Question

The force of interaction between two atoms is given by $F=\alpha \beta \exp \left({\displaystyle \frac{-x^2}{\alpha kt}}\right)$; where x is the distance, k is the Boltzmann constant and T is temperature and α and β are two constants. The dimension of β is
A. $M^2{L}^2{T}^{-2}$
B. $M^{2}L{T}^{-4}$
C. $M^0{L}^2{T}^{-4}$
D. $ML{T}^{-2}$

Answer 1

Hint: In this question, we need to determine the dimension of β such that the force of interaction between two atoms is given by $F=\alpha \beta \exp \left({\displaystyle \frac{-x^2}{\alpha kt}}\right)$. For this, we will apply the dimensional formula in each of the parameters and evaluate the dimension of β.

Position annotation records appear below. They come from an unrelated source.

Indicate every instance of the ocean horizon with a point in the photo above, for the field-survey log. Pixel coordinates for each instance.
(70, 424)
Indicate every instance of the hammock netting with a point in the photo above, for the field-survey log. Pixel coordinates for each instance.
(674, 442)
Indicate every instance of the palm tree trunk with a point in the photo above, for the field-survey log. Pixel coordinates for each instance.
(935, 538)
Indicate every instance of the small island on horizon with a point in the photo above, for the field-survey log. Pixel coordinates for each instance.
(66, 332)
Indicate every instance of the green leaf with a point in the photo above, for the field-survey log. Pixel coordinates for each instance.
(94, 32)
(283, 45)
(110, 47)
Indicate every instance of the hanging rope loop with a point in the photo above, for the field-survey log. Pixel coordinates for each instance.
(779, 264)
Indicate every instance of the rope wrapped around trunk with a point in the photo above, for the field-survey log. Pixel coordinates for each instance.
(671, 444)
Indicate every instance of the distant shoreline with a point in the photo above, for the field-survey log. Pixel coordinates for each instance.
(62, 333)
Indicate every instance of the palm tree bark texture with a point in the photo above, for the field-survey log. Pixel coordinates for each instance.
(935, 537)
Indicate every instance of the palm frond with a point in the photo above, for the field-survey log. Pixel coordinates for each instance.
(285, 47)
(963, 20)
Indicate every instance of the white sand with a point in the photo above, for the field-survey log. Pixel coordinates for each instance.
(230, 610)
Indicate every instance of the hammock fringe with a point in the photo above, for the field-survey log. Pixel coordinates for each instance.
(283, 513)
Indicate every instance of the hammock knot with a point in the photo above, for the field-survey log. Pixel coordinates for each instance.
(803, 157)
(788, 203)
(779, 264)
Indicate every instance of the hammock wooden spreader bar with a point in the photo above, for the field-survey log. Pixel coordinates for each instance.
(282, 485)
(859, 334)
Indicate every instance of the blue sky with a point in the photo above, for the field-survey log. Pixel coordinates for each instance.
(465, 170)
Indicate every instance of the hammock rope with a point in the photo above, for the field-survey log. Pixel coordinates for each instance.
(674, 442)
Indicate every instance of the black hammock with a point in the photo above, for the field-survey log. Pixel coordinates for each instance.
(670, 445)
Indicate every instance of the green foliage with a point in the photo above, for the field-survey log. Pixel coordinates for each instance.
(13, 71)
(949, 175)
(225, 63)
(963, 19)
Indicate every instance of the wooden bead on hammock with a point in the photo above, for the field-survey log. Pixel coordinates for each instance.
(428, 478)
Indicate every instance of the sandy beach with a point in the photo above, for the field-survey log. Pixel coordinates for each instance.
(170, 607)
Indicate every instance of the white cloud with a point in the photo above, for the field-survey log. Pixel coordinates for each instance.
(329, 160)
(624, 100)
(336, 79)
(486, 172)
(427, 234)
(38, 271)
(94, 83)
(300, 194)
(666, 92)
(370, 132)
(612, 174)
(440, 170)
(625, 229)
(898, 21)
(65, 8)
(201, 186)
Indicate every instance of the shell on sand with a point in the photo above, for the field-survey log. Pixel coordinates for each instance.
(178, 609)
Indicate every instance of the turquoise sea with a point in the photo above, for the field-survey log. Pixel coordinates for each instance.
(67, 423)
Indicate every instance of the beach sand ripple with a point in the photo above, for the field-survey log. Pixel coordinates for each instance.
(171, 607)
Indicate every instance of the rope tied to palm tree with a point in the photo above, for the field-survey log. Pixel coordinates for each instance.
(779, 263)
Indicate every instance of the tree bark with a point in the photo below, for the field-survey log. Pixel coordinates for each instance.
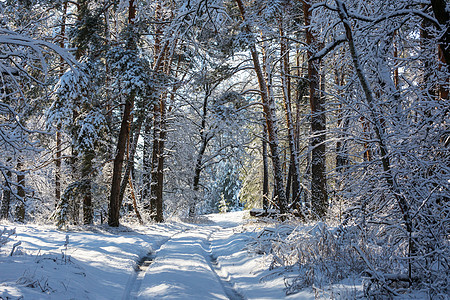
(203, 144)
(114, 203)
(378, 128)
(294, 167)
(58, 130)
(271, 120)
(6, 197)
(21, 196)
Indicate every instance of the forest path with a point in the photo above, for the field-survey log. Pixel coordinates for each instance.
(184, 267)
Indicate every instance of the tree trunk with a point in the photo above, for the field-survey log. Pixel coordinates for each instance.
(443, 17)
(294, 168)
(6, 199)
(319, 197)
(86, 173)
(114, 203)
(58, 130)
(271, 120)
(204, 143)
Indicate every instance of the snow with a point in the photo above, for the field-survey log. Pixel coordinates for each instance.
(174, 260)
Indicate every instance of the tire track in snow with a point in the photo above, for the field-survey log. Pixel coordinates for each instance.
(221, 275)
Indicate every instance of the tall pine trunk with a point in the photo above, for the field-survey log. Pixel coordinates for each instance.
(271, 119)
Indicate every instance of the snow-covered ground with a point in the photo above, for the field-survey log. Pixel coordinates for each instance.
(174, 260)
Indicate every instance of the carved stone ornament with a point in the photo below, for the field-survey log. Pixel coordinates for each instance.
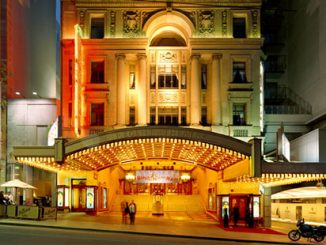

Complete step by step answer:
‘x’ is the distance and so, the dimensional unit of x is L.
‘k’ is the Boltzmann constant whose dimension is given as $M{L}^2{T}^{-3}$.
‘t’ is the temperature and so, the dimensional unit of ‘t’ is T.
α and β are two constants.
The raised power of the exponential function should always be a constant value with dimensionless terms. So, here the terms that are raised to the power of the exponential function is $\left({\displaystyle \frac{-x^2}{\alpha kt}}\right)$ which should be dimensionless.
Dimensionless quantity refers to $M^0{L}^0{T}^0$. So, $\left[{\displaystyle \frac{-x^2}{\alpha kt}}\right]=M^0{L}^0{T}^0$
Substituting the dimensions of all the known parameters in the equation $\left[{\displaystyle \frac{-x^2}{\alpha kt}}\right]=M^0{L}^0{T}^0$ to determine the dimension of α.
$$\begin{gathered} \left[{\displaystyle \frac{-x^2}{\alpha kt}}\right]=M^0{L}^0{T}^0 \\ \Rightarrow {\displaystyle \frac{L^2}{\alpha \times M{L}^2{T}^{-3}\times T}}=M^0{L}^0{T}^0 \\ \Rightarrow \left[\alpha \right]={\displaystyle \frac{L^2}{M{L}^2{T}^{-3}\times T}} \\ \Rightarrow \left[\alpha \right]=M^{-1}{L}^0{T}^2 \end{gathered}$$

Hence, the dimensional unit of the constant $\alpha$ is $$M^{-1}{L}^0{T}^2$$.
Now, from the given equation we can write the dimensional equation as:
$$\begin{gathered} \left[F\right]=\left[\alpha \beta \exp \left({\displaystyle \frac{-x^2}{\alpha kt}}\right)\right] \\ =\left[\alpha \right]\times \left[\beta \right]\times \left[\exp \left({\displaystyle \frac{-x^2}{\alpha kt}}\right)\right] \end{gathered}$$
As, the dimensional unit of an exponential function is always 1 so, the above equation can be written as:
$$\begin{gathered} \left[F\right]=\left[\alpha \right]\times \left[\beta \right]\times \left[\exp \left({\displaystyle \frac{-x^2}{\alpha kt}}\right)\right] \\ =\left[\alpha \right]\times \left[\beta \right]----(i) \end{gathered}$$
Force is the product of the mass and the acceleration whose dimensional formula is given as $\left[F\right]=ML{T}^{-2}$. Also, we know the dimensional unit of the constant $\alpha$ is $$M^{-1}{L}^0{T}^2$$. So, substitute the dimension of $\alpha$ and F in the equation (i) to determine the dimensional unit of $\beta$.
$$\begin{gathered} \left[F\right]=\left[\alpha \right]\times \left[\beta \right] \\ ⟹ML{T}^{-2}=M^{-1}{L}^0{T}^2\times \left[\beta \right] \\ ⟹\left[\beta \right]={\displaystyle \frac{ML{T}^{-2}}{M^{-1}{L}^0{T}^2}} \\ =M^{2}L{T}^{-4} \end{gathered}$$
Hence, the dimension of the constant $\beta$ is given as $M^{2}L{T}^{-4}$.

So, the correct answer is “Option B.

Note:
Dimensions are the physical unit of the parameter. There are seven pre-defined dimensions in mathematics, based on which all the other measuring unit’s dimensions are defined such as Mass, ampere, length, temperature, candela, mole and time.